We ask celebrities to tell us who they’re dating, to show us pictures of their lives, to reveal everything about them. We don’t do this to support them. It’s because the media makes money tearing them down, scrutinising their every move. The worst part? It’s fun. We thrived off the Angelina Jolie vs. Jennifer Anniston battle for Brad Pitt. Swift’s music is dissected for hints at her boy troubles and feuds. Justin Bieber vs. Selena Gomez vs. Hailey Baldwin was another media hit. We obsess over these feuds, over the glitz and glamour of their lives. The false lies purported by the media that we’re guaranteed is “shockingly true” has magazines flying off the shelves.

Photo Credit: Carlo Allegri/Associated Press

Taylor Swift revealed in Miss Americana that she had to disappear because she had no control over her life and was merely what “everyone wanted [her] to be.” The cracks in her identity and relationships left her lifeless.
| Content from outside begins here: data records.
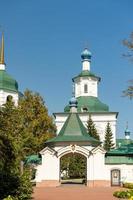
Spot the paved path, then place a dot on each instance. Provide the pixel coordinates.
(74, 193)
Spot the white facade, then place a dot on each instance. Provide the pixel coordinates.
(98, 172)
(4, 95)
(86, 87)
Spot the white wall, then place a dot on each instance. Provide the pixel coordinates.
(92, 84)
(4, 94)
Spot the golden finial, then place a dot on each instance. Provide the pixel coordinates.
(2, 50)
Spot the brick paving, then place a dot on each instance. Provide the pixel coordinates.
(74, 193)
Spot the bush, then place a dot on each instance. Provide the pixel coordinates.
(25, 187)
(128, 185)
(10, 198)
(123, 194)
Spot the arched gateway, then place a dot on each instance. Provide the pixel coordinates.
(72, 139)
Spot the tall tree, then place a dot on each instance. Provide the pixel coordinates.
(23, 130)
(91, 129)
(37, 126)
(10, 155)
(129, 44)
(108, 142)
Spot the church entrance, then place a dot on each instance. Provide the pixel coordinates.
(73, 169)
(115, 177)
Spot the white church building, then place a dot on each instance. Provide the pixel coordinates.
(102, 168)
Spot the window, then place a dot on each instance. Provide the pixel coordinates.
(9, 98)
(84, 109)
(85, 88)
Swift’s found happiness in her “lover” Joe Alwyn, and the difference between this relationship and her previous ones is that neither of them will reveal any information about it. She told GQ that “people think it’s up for discussion and our relationship isn’t up for discussion…that’s where the boundary is, and that’s where my life has become manageable” continuing to explain that “someone’s private life is, by definition, private. No one is obliged to share their personal life.”

Photo Credit: NBCU Photo Bank

It’s this very nature that strips celebrities of their humanity and their identity. It leaves them as mere spectacles to manipulate and commodify. This process of manufacturing a celebrity dehumanises individuals, leading them to their demise. When you have no identity and the only relationships you have are with people who want something from you, your entire existence becomes meaningless. After all, isn’t the very locus of humanity based on identity and relationships? When you’re stripped of the very things that make you human is there really anything left to live for?
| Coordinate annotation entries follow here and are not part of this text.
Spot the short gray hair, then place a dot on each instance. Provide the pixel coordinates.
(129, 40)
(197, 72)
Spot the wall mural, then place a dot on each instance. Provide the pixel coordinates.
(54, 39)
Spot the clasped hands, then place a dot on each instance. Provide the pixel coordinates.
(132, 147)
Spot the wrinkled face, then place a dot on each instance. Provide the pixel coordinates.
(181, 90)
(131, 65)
So, where does Covid19 fit into all of this?

As anyone will tell you ‘these are unprecedented times.’ We’re self isolating, avoiding the public, working less, baking banana bread, discovering things about the people we live with. Media companies are struggling, and all the coverage centres on Covid19. Isolation has left the public dissecting Instagram posts for content on celebrities. The only gossip we can get is from the information that celebrities are publicly sharing.

It’s almost like celebrities are being given a chance to be who they are without cameras capturing their every movement. This doesn’t mean they’ve disappeared. Musicians are still sharing their music like Ariana Grande, Lady Gaga, Katy Perry, Taylor Swift, even Carly Rae Jepsen dropped an entire new album! So celebrities are showcasing their talents, the thing that made them famous in the first place (not including the Kardashian/Jenners) without the added media scrutiny of celebrity culture.

Photo Credit: Capitol Records

Isolation has been a mess, it’s impacted employment, mental health, security and a multitude of other things. However, some people have reported that it has given them time to finally catch up on the things that busy lifestyles mandate, others have explained that their relationships are blossoming and some believe that being able to slow down has been the break they need.

It’s likely that celebrities are finally thriving, being able to share their music, their art, their talents, without all the pressures of being a celebrity. Perhaps this could allow a new celebrity culture to emerge. One that is solely based on what they choose to share with us, enabling them to have happy, healthy, normal lives without the added impacts of scrutinisation and commodification.

If celebrity culture changed in this way, then maybe we won’t have to answer all those frightening questions about celebrity mental health and suicide. Would these changes have allowed Marilyn Monroe to remain Norma Jean Baker at heart? Would Amy Winehouse and Whitney Houston be left alone by the people in their lives trying to profit off them? Would we have lost child stars to drugs?

It’s worth asking these questions and trying to determine the answers because how much longer can we permit people to die at our hands merely because we want a piece of them?